S’exprimant lors d’une rencontre avec des rédacteurs en chef de journaux, Mme Al-Machat a indiqué que ce cadre s’appuie sur la Vision 2030, les programmes gouvernementaux et les stratégies sectorielles, visant à ancrer la croissance dans des secteurs à plus forte productivité et à plus grande valeur ajoutée, dotés d’un meilleur potentiel d’exportation.
« La maîtrise de l’inflation et le maintien de la discipline budgétaire nous permettent de dégager des excédents qui peuvent être réaffectés à la santé, à l’éducation et au développement humain », a-t-elle affirmé.
Elle a ajouté que la stabilité macroéconomique était une condition préalable à la création d’emplois et à l’attraction des investissements, soulignant que le plan de développement de l’exercice 2025/2026 introduit la budgétisation axée sur la performance et marque le début de cadres de dépenses glissants sur trois ans.

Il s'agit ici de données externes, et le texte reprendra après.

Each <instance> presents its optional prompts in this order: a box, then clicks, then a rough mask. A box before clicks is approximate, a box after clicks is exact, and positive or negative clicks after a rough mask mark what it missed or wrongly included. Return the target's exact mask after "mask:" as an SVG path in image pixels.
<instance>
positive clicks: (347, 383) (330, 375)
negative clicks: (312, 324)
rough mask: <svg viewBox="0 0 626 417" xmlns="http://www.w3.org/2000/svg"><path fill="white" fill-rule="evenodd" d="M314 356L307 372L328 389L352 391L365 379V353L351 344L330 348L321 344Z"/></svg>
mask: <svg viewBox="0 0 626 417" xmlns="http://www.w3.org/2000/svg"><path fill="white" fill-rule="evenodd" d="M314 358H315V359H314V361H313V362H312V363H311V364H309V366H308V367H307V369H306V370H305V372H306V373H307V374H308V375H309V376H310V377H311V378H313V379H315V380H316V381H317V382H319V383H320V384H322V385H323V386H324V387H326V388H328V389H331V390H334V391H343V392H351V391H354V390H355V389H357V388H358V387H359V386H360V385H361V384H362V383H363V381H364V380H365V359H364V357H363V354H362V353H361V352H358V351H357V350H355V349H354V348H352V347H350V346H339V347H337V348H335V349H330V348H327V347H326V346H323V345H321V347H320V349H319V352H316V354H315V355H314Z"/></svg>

Mme Al-Machat a également mis l’accent sur l’engagement du gouvernement à autonomiser le secteur privé à travers la politique de propriété de l’État, qui définit les secteurs dont l’État se retirera, tout en élargissant les partenariats public-privé afin de soutenir la transition écologique et les projets d’infrastructure.

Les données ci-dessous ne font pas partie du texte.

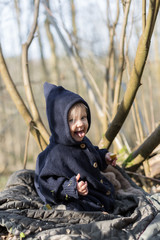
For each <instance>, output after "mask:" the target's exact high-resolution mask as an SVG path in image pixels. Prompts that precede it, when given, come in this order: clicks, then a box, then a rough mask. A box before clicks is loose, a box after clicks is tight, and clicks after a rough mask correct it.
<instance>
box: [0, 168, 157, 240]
mask: <svg viewBox="0 0 160 240" xmlns="http://www.w3.org/2000/svg"><path fill="white" fill-rule="evenodd" d="M33 179H34V171H32V170H21V171H17V172H15V173H14V174H13V175H11V177H10V178H9V181H8V183H7V186H6V188H5V190H4V191H2V192H0V234H2V232H3V231H7V232H10V233H11V235H10V236H12V239H41V240H46V239H47V240H48V239H52V240H71V239H74V240H80V239H83V240H89V239H91V240H105V239H109V240H119V239H122V240H125V239H127V240H128V239H129V240H132V239H139V240H146V239H152V240H156V239H157V240H158V239H160V194H155V195H152V196H150V195H146V194H134V193H127V194H121V193H117V196H116V204H115V210H114V212H113V214H105V213H102V212H75V211H67V210H65V206H63V205H60V206H57V207H55V209H50V210H46V209H45V207H44V206H43V203H42V202H41V200H40V198H39V197H38V196H37V194H36V191H35V188H34V184H33ZM1 236H2V235H1ZM1 236H0V239H1Z"/></svg>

Concernant les dépenses sociales, elle a indiqué que les allocations au secteur de la santé avaient considérablement augmenté, couvrant entièrement les mises à niveau des infrastructures et le déploiement de l’assurance santé universelle.
Elle a également mis l’accent sur le rôle de l’Égypte en tant que hub pour le financement concessionnel, ayant obtenu 16 milliards de dollars de ses partenaires de développement depuis 2020, y compris une garantie de 1,8 milliard d’euros de l’UE qui a mobilisé 5 milliards d’euros d’investissements.
« La stabilité macroéconomique, la réduction des déficits et la garantie de la viabilité de la dette sont les clés pour libérer le potentiel de l’économie réelle », a conclu Mme Al-Mashat.